The plea left several facts accepted for sentencing but did not produce a full trial record. There was no jury presentation of all witness testimony, forensic evidence from the vehicle fire or medical details from Farthing’s wound. Public accounts instead rested on court filings, sheriff’s statements, plea proceedings and the sentencing hearing. Known facts include the fire location, the knife attack, the guilty pleas and the prison range. Unknowns include the full private history of the relationship and every step Lovely took before Farthing arrived. That gap remained because the plea resolved the charges without the fuller public record that a trial might have produced. The lack of a trial also meant prosecutors did not have to call Farthing to recount the stabbing in front of jurors.
At sentencing, Prosecutor Mike Gmoser said Lovely’s conduct was intended to bring police to the scene and provoke a fatal response. He described the case as an attempted suicide by cop. Lovely apologized in court and said medication affected him that day. He thanked Farthing for not shooting him and said he could have ended up dead rather than in prison. Farthing attended but did not speak, while deputies and detectives appeared in support of him during the hearing. His silence shifted attention to Lovely’s apology and to the prosecutor’s theory that Farthing had been placed in danger as part of another person’s crisis. Lovely’s explanation about medication remained part of his allocution, not a defense that erased the admissions he had already made.

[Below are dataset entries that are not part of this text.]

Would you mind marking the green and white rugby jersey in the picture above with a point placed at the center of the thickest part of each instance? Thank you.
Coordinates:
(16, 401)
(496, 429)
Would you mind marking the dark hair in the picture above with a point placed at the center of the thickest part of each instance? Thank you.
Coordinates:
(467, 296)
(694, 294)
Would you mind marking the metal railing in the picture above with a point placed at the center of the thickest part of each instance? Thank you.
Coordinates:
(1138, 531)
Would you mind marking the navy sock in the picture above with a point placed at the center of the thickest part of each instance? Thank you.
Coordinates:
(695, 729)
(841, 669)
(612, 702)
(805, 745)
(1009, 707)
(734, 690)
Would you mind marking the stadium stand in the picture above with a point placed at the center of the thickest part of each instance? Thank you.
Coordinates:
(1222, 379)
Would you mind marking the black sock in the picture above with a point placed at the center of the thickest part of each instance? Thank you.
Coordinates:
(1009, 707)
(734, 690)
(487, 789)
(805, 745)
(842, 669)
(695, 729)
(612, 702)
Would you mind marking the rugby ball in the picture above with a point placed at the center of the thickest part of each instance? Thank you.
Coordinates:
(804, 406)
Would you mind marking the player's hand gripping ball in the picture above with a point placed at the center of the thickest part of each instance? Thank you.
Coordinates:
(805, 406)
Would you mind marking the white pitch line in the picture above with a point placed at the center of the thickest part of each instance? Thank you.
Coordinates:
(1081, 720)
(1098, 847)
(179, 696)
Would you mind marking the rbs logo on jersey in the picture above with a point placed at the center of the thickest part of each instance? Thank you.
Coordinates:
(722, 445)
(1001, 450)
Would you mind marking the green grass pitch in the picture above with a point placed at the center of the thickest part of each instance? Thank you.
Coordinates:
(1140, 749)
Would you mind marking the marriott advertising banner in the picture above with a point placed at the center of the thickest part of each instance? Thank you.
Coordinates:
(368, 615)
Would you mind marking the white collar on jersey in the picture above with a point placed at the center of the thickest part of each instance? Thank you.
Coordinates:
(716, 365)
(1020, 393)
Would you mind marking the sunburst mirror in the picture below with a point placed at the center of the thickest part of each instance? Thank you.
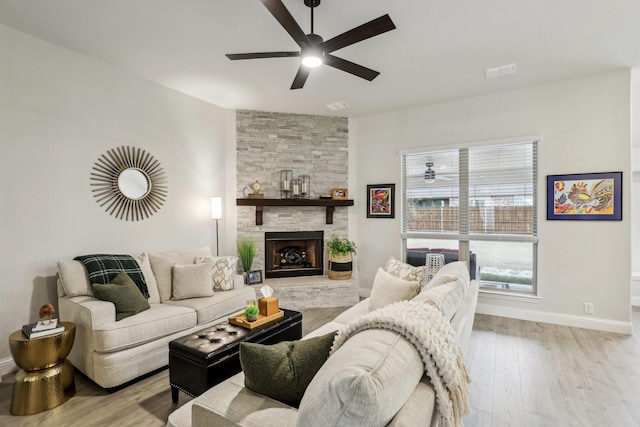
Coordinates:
(129, 183)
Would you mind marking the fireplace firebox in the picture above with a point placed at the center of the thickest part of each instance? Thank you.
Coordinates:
(294, 253)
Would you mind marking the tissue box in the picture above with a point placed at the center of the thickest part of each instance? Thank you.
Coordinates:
(268, 306)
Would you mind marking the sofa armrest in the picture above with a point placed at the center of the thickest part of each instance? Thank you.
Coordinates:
(230, 404)
(88, 311)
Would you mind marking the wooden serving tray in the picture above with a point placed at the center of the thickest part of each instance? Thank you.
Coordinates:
(240, 319)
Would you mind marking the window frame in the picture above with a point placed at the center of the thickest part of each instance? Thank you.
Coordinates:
(463, 236)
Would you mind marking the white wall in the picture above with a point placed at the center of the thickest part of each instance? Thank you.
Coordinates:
(59, 111)
(585, 125)
(635, 229)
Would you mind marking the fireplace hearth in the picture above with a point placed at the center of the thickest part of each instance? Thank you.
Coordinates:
(294, 253)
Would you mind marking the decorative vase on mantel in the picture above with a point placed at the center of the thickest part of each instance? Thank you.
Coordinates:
(341, 252)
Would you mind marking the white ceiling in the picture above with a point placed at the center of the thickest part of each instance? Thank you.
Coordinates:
(438, 51)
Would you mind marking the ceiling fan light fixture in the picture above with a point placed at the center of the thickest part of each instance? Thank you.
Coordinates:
(429, 174)
(312, 57)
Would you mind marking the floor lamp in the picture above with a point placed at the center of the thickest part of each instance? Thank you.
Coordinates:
(216, 213)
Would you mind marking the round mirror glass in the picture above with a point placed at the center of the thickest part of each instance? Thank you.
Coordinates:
(133, 183)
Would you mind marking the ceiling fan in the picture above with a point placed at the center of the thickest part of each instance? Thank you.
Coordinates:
(430, 175)
(314, 51)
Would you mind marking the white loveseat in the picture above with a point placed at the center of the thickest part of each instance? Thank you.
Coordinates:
(369, 356)
(112, 352)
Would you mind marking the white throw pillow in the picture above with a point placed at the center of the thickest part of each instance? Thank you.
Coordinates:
(388, 288)
(191, 281)
(453, 271)
(74, 278)
(406, 271)
(447, 297)
(161, 263)
(223, 271)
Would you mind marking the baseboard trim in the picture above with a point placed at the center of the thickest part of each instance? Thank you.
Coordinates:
(7, 366)
(557, 319)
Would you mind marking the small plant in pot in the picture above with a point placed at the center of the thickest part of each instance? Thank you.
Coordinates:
(251, 313)
(246, 252)
(340, 257)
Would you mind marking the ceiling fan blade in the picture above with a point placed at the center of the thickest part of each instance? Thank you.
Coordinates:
(350, 67)
(282, 15)
(363, 32)
(301, 77)
(260, 55)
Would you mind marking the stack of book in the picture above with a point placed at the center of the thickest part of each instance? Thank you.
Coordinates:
(42, 328)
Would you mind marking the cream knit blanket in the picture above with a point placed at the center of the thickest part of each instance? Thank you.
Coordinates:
(423, 325)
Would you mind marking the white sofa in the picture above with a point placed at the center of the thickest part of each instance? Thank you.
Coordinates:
(112, 352)
(231, 404)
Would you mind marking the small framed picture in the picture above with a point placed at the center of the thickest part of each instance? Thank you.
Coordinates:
(587, 196)
(254, 277)
(339, 194)
(380, 201)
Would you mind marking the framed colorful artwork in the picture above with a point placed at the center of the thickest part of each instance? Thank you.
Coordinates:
(589, 196)
(254, 277)
(380, 200)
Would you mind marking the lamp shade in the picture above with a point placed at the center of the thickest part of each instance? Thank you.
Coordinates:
(216, 207)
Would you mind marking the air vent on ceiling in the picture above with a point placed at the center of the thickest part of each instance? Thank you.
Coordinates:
(503, 70)
(340, 105)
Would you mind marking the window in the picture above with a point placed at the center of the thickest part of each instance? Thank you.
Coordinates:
(479, 202)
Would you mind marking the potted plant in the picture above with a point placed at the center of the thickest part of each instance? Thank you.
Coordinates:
(251, 313)
(246, 252)
(340, 257)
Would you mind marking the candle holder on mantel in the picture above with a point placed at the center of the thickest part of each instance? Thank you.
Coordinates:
(285, 183)
(305, 186)
(295, 188)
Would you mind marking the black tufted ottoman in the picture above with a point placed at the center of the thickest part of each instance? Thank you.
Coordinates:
(205, 358)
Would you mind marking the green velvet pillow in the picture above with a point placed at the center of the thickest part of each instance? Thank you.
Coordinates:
(283, 371)
(123, 293)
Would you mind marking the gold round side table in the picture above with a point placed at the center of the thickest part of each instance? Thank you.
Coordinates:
(45, 379)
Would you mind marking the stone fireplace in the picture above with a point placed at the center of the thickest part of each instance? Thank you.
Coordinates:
(269, 142)
(293, 253)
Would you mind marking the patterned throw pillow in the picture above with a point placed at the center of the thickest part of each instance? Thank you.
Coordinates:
(223, 271)
(406, 271)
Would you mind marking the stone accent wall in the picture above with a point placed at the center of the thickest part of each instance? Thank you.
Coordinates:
(308, 145)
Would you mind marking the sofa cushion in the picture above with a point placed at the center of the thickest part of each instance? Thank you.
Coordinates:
(219, 305)
(223, 271)
(358, 385)
(161, 263)
(283, 371)
(159, 321)
(453, 271)
(123, 293)
(406, 271)
(191, 281)
(447, 297)
(388, 288)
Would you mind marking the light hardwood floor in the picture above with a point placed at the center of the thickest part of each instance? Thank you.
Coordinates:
(525, 374)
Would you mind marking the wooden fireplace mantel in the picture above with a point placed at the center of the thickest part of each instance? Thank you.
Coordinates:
(329, 204)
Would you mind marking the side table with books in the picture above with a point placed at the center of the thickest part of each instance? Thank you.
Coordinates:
(45, 379)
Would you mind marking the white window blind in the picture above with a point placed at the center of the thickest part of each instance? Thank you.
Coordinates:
(478, 193)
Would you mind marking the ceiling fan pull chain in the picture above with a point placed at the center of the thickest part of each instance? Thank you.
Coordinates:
(312, 3)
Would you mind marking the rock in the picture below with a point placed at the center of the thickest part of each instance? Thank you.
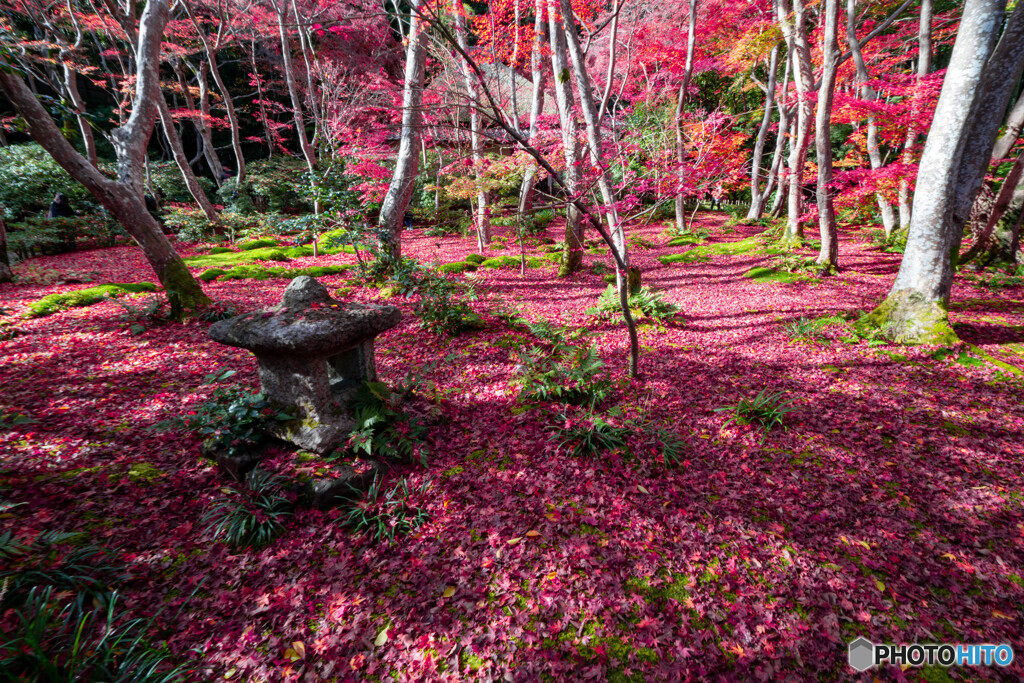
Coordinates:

Judge J. Gregory Howard sentenced Lovely to an indefinite prison term of eight to 12 years and gave him 119 days of jail credit. The arson sentence runs at the same time as the attempted aggravated murder sentence. Howard said Farthing showed composure and also told Lovely that his personal condition did not excuse harming another person or damaging property. The judge’s decision turned the fire and stabbing into one punishment framework while preserving the distinction between the two convictions. Lovely must also serve post-release control, making supervision part of the case after the prison term ends. The judge’s comments also kept the focus on the property damage and the physical harm as separate wrongs flowing from one afternoon in Madison Township.
After prison, Lovely must register as a violent offender for 10 years and as an arson offender for life. Those requirements mirror the two parts of the case: the burning vehicle that brought Farthing to Myers Road and the stabbing that followed. Farthing has returned to duty.
Author note: Last updated July 8, 2026.